A comparison of ASM (a) and cASM (b) segmentation of the same weight-bearing CBCT scan. Benefits of using coupled ASM with proximity constraints are apparent in the joint spaces.

The RMS surface error (averaged across all bones of the CTNC complex and all leave-one-out experiments) compared to manual segmentation was improved from 3.6 mm with conventional ASM to 2.65 mm with cASM. Fig. 4 (left) investigates the convergence of ASM (red) and cASM (green) using calcaneus and navicular as examples. Mean RMS error of all subjects (all leave-one-out experiments) is shown as a function of shape model iteration. Faster convergence is achieved with cASM.

Figure 4.

(Left) Mean RMS surface error of the 21 subjects as function of ASM (red) and cASM (green) iterations. (Right) Distance errors of seven common anatomical bone surface landmarks obtained with ASM (red) and cASM (green). The box-and-whisker plots represent error distributions from leave-one-out experiments with 21 subjects.

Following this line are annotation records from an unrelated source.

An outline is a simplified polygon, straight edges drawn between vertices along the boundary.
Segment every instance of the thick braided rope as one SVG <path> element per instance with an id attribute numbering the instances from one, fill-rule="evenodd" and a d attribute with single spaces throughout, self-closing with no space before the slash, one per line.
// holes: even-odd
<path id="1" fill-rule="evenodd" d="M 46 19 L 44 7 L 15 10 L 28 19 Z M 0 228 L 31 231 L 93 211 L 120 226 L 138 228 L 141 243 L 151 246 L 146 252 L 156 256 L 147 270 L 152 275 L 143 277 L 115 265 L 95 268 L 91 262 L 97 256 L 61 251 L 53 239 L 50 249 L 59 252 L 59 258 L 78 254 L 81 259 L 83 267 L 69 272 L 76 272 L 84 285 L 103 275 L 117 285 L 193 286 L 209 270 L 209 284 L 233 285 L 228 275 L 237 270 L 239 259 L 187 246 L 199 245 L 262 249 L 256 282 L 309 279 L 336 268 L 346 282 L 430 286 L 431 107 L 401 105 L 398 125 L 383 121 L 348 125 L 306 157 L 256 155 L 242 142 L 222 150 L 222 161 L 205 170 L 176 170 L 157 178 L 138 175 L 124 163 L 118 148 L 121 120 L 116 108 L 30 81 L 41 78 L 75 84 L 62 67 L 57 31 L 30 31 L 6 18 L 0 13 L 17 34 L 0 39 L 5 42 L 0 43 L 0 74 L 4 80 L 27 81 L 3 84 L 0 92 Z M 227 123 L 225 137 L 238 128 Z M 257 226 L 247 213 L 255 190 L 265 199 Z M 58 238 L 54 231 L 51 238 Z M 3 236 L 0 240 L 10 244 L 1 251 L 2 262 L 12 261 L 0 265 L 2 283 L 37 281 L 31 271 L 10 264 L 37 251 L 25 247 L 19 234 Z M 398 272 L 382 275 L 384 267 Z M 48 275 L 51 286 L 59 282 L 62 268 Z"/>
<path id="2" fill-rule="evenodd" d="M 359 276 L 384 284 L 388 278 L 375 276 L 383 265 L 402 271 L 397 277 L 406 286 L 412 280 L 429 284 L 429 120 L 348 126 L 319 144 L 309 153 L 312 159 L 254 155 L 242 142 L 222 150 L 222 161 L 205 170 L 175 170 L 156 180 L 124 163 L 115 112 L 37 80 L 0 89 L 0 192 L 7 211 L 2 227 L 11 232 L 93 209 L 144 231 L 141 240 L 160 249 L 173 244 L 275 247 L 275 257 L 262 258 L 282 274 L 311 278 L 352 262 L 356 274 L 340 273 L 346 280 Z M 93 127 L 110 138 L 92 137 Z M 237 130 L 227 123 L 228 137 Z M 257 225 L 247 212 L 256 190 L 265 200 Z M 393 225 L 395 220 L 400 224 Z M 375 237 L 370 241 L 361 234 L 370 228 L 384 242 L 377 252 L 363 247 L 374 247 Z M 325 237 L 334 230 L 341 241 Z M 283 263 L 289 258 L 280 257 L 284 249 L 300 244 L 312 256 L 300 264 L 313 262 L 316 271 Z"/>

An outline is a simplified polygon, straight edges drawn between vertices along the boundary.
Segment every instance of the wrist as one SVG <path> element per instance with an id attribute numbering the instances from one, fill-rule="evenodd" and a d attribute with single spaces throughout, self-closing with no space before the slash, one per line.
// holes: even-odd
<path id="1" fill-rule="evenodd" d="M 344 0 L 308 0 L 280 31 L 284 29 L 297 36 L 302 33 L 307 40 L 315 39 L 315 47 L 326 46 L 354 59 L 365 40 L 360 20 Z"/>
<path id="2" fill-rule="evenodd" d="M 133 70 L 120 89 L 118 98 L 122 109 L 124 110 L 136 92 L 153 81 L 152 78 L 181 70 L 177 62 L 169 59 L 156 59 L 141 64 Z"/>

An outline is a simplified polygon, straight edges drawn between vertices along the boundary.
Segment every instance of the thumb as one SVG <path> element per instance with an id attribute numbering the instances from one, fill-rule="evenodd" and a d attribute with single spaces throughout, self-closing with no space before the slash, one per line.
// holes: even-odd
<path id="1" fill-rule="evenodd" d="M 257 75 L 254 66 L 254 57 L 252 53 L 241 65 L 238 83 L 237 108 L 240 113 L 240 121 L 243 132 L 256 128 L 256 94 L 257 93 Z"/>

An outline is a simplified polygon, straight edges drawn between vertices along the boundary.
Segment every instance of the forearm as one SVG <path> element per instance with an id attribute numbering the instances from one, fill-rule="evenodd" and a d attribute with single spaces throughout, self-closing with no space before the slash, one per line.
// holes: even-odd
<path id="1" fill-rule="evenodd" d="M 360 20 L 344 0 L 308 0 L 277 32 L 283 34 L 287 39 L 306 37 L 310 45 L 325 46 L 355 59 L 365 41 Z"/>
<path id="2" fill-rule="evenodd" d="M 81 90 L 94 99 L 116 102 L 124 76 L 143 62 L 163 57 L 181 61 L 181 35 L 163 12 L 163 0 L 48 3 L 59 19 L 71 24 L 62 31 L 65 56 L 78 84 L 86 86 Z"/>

The right panel of Fig. 4 shows the accuracy of landmark localization for ASM (red) and cASM (green). The plots summarize the distribution of distance errors across all leave-one-out experiments. For all landmarks, cASM achieved lower distance error (up to 50% reduction) and more consistent performance across the datasets. Error reduction was achieved not only for landmarks close to articular surfaces, but also for those that are more distant (e.g. landmark 1, calcaneal tuberosity) indicating that cASM leads to a globally improved fit of the shape model to the image.

4. CONCLUSIONS

We developed a new ASM framework for complexes of tightly interlocking shapes. The proposed coupled ASM was applied to bone segmentation and landmark identification in 3D images of the foot acquired with weight-bearing CBCT. Compared to conventional ASM, cASM achieved 26% reduction in segmentation surface error and up to 55% reduction in landmark distance error. In this feasibility study, 20 volumes were used for each leave-one-out realization of the ASM model. We are currently expanding the sample size to ~40 subjects to capture additional modes of shape variability. This will likely further reduce the segmentation and landmark distance errors. The cASM algorithm provides a general strategy for incorporating geometric constraints in shape model fitting.

Other applications of such constraints in imaging of the extremities may include ASM segmentation in the presence of known surgical components or when the bones of interest are partly truncated due to limited imaging field of view (e.g. tibia and fibula). Here, an exclusion of the implant regions or fracture sites during the ASM process might help to compensate for missing information when using a full joint model. The coupled ASM framework is thus anticipated to find broad applicability in automated analysis of weight-bearing CBCT.